LOST AND REGAINED

 

By

 

Ashleigh Anpilova

 

Gibbs remembers the time he thought he had lost Ducky.

An established relationship story.

Written March 2007. Word count: 400.

 

 

Even though it was over twenty-five years ago, I can still remember the time I thought I'd lost you for good.

 

The time I screwed up so badly that you said you couldn't forgive me.

 

Wouldn't forgive me.

 

I can still remember the over-whelming pain I felt, as I let you walk out of my home.

 

The self-disgust I felt at what I'd done.

 

The fear that dug into me so deeply, I never truly let go of it.

 

The shock I felt at hearing you describe sex as 'fucking'.

 

But even then, even then in the midst of all that, I'd still hoped. I knew you, right? I loved you. You loved me. It'd be all right. It had to be all right. It had to be.

 

And then . . .

 

And then Jenn told me you'd retired.

 

Gone.

 

Left.

 

Left NCIS.

 

Left me.

 

And that was when I knew I had really lost you.
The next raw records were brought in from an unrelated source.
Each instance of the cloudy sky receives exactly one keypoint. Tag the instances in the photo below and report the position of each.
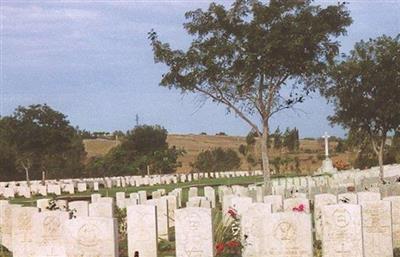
(92, 61)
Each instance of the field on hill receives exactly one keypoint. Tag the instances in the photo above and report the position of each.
(310, 154)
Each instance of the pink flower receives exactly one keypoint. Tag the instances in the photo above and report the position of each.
(299, 208)
(232, 213)
(220, 248)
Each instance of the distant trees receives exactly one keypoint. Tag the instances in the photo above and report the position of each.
(248, 56)
(143, 149)
(217, 159)
(38, 139)
(365, 90)
(290, 139)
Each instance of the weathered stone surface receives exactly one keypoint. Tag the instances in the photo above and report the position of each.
(95, 197)
(241, 204)
(91, 237)
(172, 206)
(368, 196)
(6, 215)
(395, 200)
(120, 199)
(193, 192)
(101, 209)
(42, 204)
(209, 193)
(291, 203)
(321, 200)
(142, 231)
(79, 208)
(22, 232)
(377, 228)
(350, 198)
(193, 232)
(162, 216)
(250, 228)
(287, 235)
(48, 230)
(276, 201)
(342, 231)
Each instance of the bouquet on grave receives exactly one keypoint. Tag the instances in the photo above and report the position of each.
(228, 236)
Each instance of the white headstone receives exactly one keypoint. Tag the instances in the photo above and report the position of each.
(321, 200)
(91, 236)
(48, 230)
(142, 231)
(79, 208)
(250, 228)
(22, 233)
(194, 232)
(342, 231)
(276, 201)
(377, 228)
(287, 234)
(101, 209)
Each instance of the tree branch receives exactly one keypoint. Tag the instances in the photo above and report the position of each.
(220, 98)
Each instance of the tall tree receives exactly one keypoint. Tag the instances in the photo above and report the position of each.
(249, 56)
(43, 141)
(365, 90)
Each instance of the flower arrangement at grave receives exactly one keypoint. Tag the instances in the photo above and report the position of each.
(299, 208)
(227, 235)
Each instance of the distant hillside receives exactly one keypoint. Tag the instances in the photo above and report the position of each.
(310, 154)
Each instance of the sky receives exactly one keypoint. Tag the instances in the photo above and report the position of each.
(92, 61)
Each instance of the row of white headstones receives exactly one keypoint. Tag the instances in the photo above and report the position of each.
(365, 225)
(20, 188)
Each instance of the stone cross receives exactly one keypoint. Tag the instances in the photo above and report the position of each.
(326, 136)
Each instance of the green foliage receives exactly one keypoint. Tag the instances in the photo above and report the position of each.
(277, 135)
(243, 149)
(217, 159)
(365, 89)
(143, 148)
(255, 58)
(291, 139)
(251, 138)
(38, 138)
(341, 146)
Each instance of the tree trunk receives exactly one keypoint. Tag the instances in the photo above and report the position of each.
(380, 157)
(264, 154)
(27, 177)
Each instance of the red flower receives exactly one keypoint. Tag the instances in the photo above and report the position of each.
(232, 213)
(233, 244)
(220, 247)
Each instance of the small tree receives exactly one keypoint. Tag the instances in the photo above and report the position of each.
(365, 90)
(250, 56)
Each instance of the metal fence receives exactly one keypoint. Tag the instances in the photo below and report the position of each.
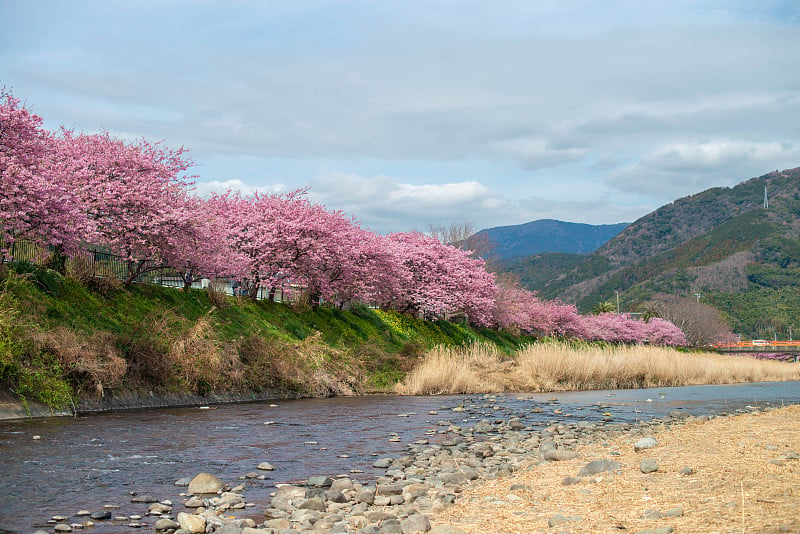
(101, 263)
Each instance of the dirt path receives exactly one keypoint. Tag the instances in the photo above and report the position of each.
(746, 478)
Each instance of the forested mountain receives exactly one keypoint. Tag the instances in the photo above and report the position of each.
(721, 244)
(548, 235)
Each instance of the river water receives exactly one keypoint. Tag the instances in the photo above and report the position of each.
(91, 461)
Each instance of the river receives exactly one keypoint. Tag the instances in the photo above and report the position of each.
(91, 461)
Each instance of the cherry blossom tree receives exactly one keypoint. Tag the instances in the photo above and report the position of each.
(35, 203)
(135, 197)
(443, 281)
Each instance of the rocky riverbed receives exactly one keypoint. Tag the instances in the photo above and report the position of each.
(415, 487)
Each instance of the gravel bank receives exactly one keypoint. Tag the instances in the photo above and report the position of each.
(499, 475)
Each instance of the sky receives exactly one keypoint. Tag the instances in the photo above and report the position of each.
(414, 113)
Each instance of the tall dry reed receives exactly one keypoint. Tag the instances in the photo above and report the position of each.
(558, 366)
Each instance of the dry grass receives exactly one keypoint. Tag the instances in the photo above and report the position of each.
(747, 479)
(311, 366)
(92, 362)
(217, 295)
(93, 275)
(559, 366)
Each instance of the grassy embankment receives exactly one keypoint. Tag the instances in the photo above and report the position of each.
(63, 337)
(564, 366)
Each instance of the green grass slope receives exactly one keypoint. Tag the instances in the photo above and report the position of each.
(61, 339)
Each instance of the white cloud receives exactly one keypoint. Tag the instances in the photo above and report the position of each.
(438, 194)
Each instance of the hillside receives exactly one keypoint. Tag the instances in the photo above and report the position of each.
(548, 235)
(62, 339)
(721, 243)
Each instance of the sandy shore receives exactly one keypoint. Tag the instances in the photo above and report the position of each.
(746, 478)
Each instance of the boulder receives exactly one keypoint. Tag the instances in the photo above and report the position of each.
(195, 524)
(204, 484)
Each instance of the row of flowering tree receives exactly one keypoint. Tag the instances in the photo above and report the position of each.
(70, 190)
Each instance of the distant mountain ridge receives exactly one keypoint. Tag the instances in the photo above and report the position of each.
(548, 235)
(722, 244)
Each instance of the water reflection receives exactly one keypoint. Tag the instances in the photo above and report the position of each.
(86, 462)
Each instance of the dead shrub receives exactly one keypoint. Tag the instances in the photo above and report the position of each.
(93, 363)
(93, 275)
(200, 361)
(310, 366)
(215, 291)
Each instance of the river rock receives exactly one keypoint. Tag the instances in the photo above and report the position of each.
(366, 496)
(559, 455)
(314, 503)
(648, 465)
(286, 497)
(412, 492)
(515, 424)
(205, 484)
(599, 466)
(195, 524)
(645, 443)
(319, 482)
(335, 496)
(342, 484)
(415, 524)
(652, 514)
(146, 499)
(446, 529)
(390, 489)
(675, 512)
(194, 502)
(167, 524)
(483, 427)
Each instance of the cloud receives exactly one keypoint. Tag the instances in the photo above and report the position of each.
(585, 109)
(686, 168)
(438, 194)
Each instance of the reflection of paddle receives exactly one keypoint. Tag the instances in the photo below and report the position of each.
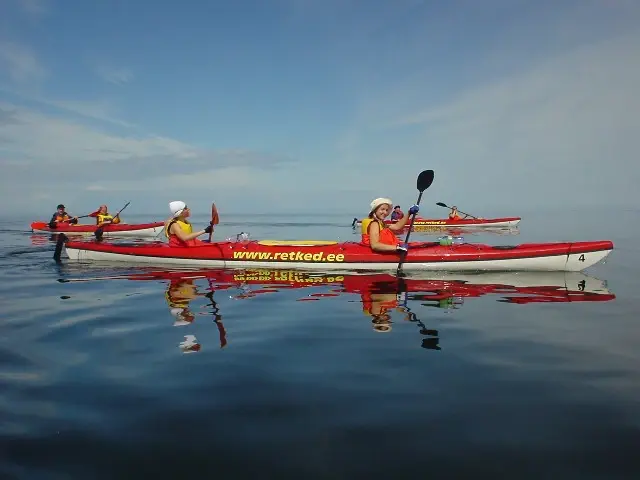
(428, 343)
(440, 204)
(425, 179)
(100, 230)
(217, 318)
(62, 239)
(215, 219)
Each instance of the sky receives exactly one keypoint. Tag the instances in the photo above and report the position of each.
(318, 106)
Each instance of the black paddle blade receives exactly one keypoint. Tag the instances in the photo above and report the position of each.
(62, 239)
(425, 179)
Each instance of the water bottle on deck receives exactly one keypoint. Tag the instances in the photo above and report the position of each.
(446, 241)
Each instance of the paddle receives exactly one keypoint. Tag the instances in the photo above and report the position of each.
(53, 225)
(440, 204)
(215, 219)
(425, 179)
(100, 230)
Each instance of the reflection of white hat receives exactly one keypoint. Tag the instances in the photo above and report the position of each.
(380, 201)
(177, 207)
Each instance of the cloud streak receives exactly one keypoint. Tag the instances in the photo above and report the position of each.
(116, 76)
(20, 64)
(36, 148)
(561, 129)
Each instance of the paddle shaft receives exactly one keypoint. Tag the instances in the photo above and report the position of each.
(441, 204)
(425, 179)
(214, 217)
(100, 230)
(403, 254)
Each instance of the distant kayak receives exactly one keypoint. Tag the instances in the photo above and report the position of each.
(119, 229)
(446, 222)
(332, 255)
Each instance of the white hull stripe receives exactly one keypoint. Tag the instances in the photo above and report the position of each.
(571, 262)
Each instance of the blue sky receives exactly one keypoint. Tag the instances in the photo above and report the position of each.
(318, 105)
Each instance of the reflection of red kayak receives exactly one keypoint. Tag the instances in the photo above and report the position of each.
(447, 222)
(119, 229)
(332, 255)
(519, 288)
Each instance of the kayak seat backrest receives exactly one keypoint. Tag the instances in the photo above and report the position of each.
(296, 243)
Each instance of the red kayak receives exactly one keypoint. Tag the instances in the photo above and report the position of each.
(118, 229)
(503, 222)
(332, 255)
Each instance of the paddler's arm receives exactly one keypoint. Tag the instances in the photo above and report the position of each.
(185, 237)
(374, 239)
(400, 224)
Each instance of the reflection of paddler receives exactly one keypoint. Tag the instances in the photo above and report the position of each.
(178, 295)
(377, 306)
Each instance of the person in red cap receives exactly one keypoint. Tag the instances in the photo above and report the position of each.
(61, 216)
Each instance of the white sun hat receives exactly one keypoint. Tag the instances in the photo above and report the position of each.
(177, 207)
(380, 201)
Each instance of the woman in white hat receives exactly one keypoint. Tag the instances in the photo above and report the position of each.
(377, 234)
(179, 230)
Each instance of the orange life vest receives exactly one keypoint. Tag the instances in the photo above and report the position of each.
(386, 235)
(174, 241)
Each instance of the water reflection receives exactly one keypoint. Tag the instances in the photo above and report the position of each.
(384, 298)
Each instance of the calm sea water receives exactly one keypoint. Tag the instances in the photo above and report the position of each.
(110, 371)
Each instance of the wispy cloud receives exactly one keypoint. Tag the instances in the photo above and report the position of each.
(36, 7)
(566, 126)
(20, 64)
(115, 75)
(40, 144)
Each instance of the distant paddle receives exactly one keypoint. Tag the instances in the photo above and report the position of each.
(440, 204)
(215, 219)
(100, 230)
(54, 225)
(425, 179)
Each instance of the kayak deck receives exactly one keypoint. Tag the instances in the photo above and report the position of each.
(446, 222)
(557, 256)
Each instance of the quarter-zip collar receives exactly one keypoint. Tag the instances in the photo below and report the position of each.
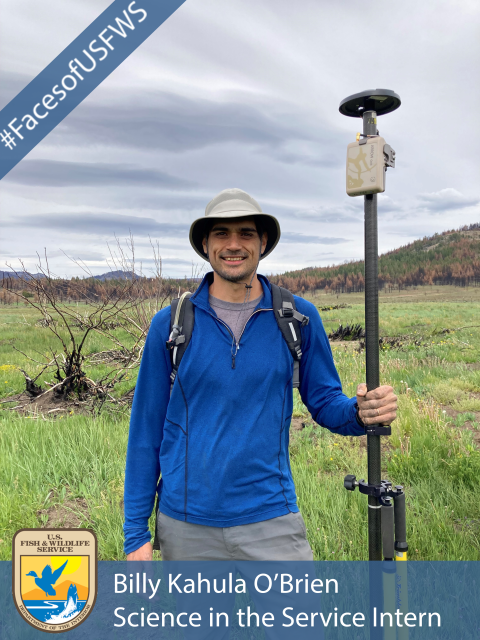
(200, 297)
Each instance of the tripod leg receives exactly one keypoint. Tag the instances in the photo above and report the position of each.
(388, 569)
(401, 548)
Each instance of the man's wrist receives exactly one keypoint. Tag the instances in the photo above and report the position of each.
(357, 416)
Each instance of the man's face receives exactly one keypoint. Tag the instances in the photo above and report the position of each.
(234, 248)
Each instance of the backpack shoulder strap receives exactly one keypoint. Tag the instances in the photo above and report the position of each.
(289, 321)
(182, 318)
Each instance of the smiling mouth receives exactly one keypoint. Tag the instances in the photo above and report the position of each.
(233, 259)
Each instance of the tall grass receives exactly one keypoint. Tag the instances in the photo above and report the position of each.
(48, 462)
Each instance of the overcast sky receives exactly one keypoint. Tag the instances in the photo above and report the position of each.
(245, 93)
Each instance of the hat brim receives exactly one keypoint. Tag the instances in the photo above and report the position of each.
(269, 223)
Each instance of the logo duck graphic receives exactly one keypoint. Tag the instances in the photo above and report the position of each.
(48, 578)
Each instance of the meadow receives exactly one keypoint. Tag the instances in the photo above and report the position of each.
(65, 466)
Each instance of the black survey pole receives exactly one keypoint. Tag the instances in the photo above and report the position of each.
(368, 178)
(372, 350)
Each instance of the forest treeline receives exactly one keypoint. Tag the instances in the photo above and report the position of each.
(449, 258)
(88, 289)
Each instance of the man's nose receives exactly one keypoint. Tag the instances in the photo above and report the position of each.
(234, 242)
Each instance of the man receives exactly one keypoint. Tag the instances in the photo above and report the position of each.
(220, 439)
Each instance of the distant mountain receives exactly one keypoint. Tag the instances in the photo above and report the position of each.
(451, 257)
(117, 275)
(25, 274)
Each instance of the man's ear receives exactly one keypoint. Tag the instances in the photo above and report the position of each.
(264, 243)
(205, 246)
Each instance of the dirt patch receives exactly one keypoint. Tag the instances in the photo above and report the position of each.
(46, 406)
(298, 424)
(69, 515)
(451, 413)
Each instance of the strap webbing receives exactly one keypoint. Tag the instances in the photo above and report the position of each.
(289, 321)
(182, 320)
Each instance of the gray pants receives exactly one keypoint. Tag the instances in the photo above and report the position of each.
(283, 538)
(278, 539)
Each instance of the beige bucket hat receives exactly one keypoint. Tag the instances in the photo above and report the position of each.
(234, 203)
Lost you for good.

 

For three months I existed.

 

That was all. I existed.

 

God knows how I stayed alive. Maybe there is a God. Maybe despite everything, he did care about me, and was looking out for me.

 

Someone had to be. Because I sure as hell wasn't looking out for myself.

 

I'd lost you.

 

I'd driven you away.

 

It was my fault.

 

Utterly.

 

Totally.

 

Completely.

 

Entirely.

 

Unreservedly.

 

Overwhelmingly.

 

One hundred and twenty percent my fault.

 

No one else's.

 

Mine and mine alone.

 

And I didn't know what I could do to put it right.

 

I didn't think there was anything I could do.

 

You'd made that clear.

 

Losing you woke me up though.

 

Woke me up to what I'd always known I'd wanted.

 

Haven't touched another woman since the night I proved just what a bastard I was. 'The second B's for bastard'. I used to almost joke about it. But no more. Not since then.

 

Didn't want to.

 

Didn't need to.

 

Couldn't.

 

Wouldn't.

 

Then I got you back.

 

God, it sounds simple

 

I'm still not sure why. Not totally.

 

Just know my world became whole again.

 

I took care.

 

Took care of you.

 

Of me.

 

Still doing that.

 

And I'll go on doing it until . . .

 

I'm watching you sleep. You sleep more these days. But that's okay, because I like to watch you.

 

It helps me remember, if I need reminding, of just what I lost.

 

And what thankfully, what amazingly I regained.